Agenda 03/04/2005 às 00:00

1. Introdução.

            O professor Gilberto Caldas leciona que a "Constituição é o estatuto máximo de uma nação. É a suprema lei a que todos os ramos do direito têm que se submeter. Daí os adjetivos ‘Lei Mater, Lei Excelsa, Magna Carta’. Este diploma disciplina a organização e o funcionamento do Estado, bem como delimita os deveres e direitos de todos os cidadãos".

            É a Constituição que delimita a própria existência do Estado e dos poderes republicanos.

            Nossa República adota um sistema constitucional rígido, de modo que somente se admite reforma da lei suprema por meio de emendas constitucionais, havendo ainda uma parte imutável, as chamadas cláusulas pétreas (art. 60, § 4o e incisos).

            Partindo destes princípios, podemos chegar a duas conclusões relativamente às normas jurídicas inferiores à atual Constituição. A primeira delas diz respeito às leis já existentes anteriormente à vigência da Constituição de 1988: se compatíveis com a nova ordem constitucional, permanecem vigentes, dizendo-se que foram recepcionadas pela constituição; se incompatíveis, são revogadas, expressa ou tacitamente, pela simples aplicação do princípio de que norma posterior revoga norma anterior. A segunda delas diz respeito às normas promulgadas posteriormente à vigência da atual constituição: somente terão validade as que guardem consonância com as normas gerais traçados pela magna carta, de modo que aquelas que contrariem seus princípios estarão contaminadas pelo vício da inconstitucionalidade em decorrência da aplicação do princípio da incompatibilidade vertical.

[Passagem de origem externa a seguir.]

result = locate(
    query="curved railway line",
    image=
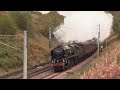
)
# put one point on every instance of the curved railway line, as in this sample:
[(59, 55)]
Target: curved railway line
[(44, 71)]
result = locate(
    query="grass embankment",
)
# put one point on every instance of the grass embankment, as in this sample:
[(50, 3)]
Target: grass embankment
[(106, 66)]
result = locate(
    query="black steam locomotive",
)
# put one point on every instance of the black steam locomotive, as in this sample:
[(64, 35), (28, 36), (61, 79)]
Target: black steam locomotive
[(64, 57)]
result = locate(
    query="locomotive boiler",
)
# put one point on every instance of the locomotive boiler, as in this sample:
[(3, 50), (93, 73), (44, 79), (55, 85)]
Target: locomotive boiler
[(66, 56)]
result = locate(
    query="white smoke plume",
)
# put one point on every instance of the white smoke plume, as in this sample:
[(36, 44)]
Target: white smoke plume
[(83, 25)]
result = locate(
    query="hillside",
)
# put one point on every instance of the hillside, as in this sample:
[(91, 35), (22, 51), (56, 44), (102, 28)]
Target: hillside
[(14, 23)]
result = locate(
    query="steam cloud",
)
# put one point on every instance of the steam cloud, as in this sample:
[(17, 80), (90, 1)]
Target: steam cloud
[(83, 25)]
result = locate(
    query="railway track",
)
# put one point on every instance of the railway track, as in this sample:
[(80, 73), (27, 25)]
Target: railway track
[(44, 71)]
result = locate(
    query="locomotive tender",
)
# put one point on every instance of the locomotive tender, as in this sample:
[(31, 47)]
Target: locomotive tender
[(64, 57)]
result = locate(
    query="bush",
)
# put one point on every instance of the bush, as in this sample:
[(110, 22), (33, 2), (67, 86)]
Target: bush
[(7, 25)]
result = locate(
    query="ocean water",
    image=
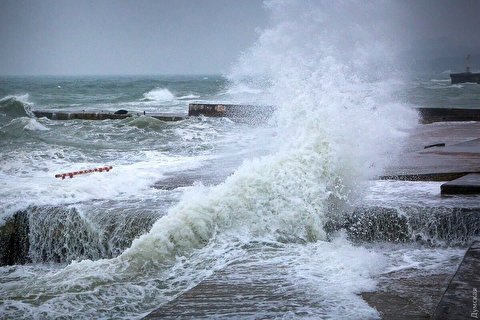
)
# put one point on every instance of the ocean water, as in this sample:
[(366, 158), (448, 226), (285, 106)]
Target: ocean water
[(112, 245)]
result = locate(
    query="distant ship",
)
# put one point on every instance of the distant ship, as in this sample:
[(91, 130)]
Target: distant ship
[(466, 76)]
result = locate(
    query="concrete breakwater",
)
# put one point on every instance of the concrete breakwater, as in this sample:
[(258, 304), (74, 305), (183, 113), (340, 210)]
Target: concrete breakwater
[(45, 234), (242, 113)]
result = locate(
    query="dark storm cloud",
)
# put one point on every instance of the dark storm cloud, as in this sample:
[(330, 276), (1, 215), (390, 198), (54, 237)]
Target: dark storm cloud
[(186, 36)]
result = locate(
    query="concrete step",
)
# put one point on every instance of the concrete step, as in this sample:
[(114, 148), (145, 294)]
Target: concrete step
[(460, 300), (468, 184), (101, 115)]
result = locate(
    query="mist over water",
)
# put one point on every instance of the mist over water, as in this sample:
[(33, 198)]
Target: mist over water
[(327, 67)]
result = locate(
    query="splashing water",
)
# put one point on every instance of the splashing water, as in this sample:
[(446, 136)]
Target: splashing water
[(326, 68)]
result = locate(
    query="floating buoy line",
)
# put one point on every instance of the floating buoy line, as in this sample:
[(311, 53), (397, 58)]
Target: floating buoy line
[(74, 173)]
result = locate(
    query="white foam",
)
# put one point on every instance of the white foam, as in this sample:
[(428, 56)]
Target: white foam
[(188, 97), (159, 94), (24, 98)]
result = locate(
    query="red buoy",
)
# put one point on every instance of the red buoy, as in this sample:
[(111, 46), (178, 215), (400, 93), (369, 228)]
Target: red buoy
[(71, 174)]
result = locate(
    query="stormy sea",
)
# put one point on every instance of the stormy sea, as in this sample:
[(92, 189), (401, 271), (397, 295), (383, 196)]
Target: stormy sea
[(190, 199)]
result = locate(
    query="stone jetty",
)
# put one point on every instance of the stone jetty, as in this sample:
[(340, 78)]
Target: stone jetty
[(446, 148), (460, 300)]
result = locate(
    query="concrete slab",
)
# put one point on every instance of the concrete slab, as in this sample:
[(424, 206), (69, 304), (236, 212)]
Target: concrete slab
[(468, 184), (430, 115), (460, 300), (460, 156)]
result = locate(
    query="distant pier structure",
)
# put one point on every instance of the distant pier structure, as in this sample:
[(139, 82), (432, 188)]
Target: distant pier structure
[(466, 76)]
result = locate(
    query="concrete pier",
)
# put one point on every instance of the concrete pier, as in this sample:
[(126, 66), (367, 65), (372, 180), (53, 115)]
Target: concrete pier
[(460, 300), (468, 184), (464, 77), (235, 112), (101, 115)]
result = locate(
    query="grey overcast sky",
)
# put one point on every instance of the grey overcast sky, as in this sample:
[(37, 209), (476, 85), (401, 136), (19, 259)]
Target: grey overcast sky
[(183, 36), (125, 36)]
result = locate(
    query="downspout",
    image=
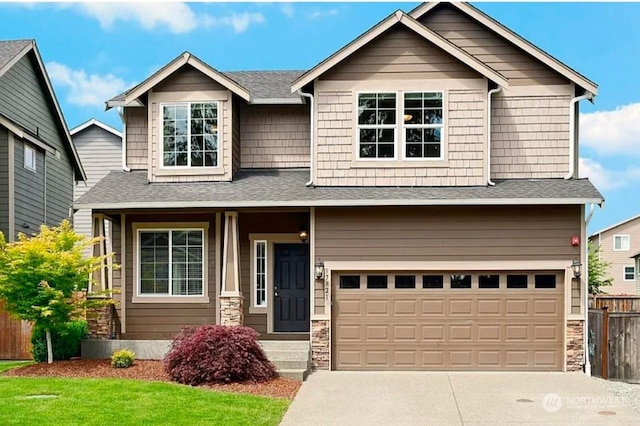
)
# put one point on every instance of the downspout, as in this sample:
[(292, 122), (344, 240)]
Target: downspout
[(587, 363), (491, 92), (124, 140), (572, 131), (311, 135)]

            Norma inconstitucional é aberração jurídica, devendo ser ignorada no mundo do direito. José Afonso da Silva nos explica que "o fundamento dessa inconstitucionalidade está no fato de que do princípio da supremacia da constituição resulta o da compatibilidade vertical das normas da ordenação jurídica de um país, no sentido de que as normas de grau inferior somente valerão se forem compatíveis com as normas de grau superior, que é a constituição. As que não forem compatíveis com ela são inválidas, pois a incompatibilidade vertical resolve-se em favor das normas de grau mais elevado, que funcionam como fundamento de validade das inferiores".


2. A inconstitucionalidade das leis municipais que limitam geograficamente a instalação de farmácias e drogarias. Caso concreto: Lei Municipal n° 3.863/2001 do município de Caicó – RN.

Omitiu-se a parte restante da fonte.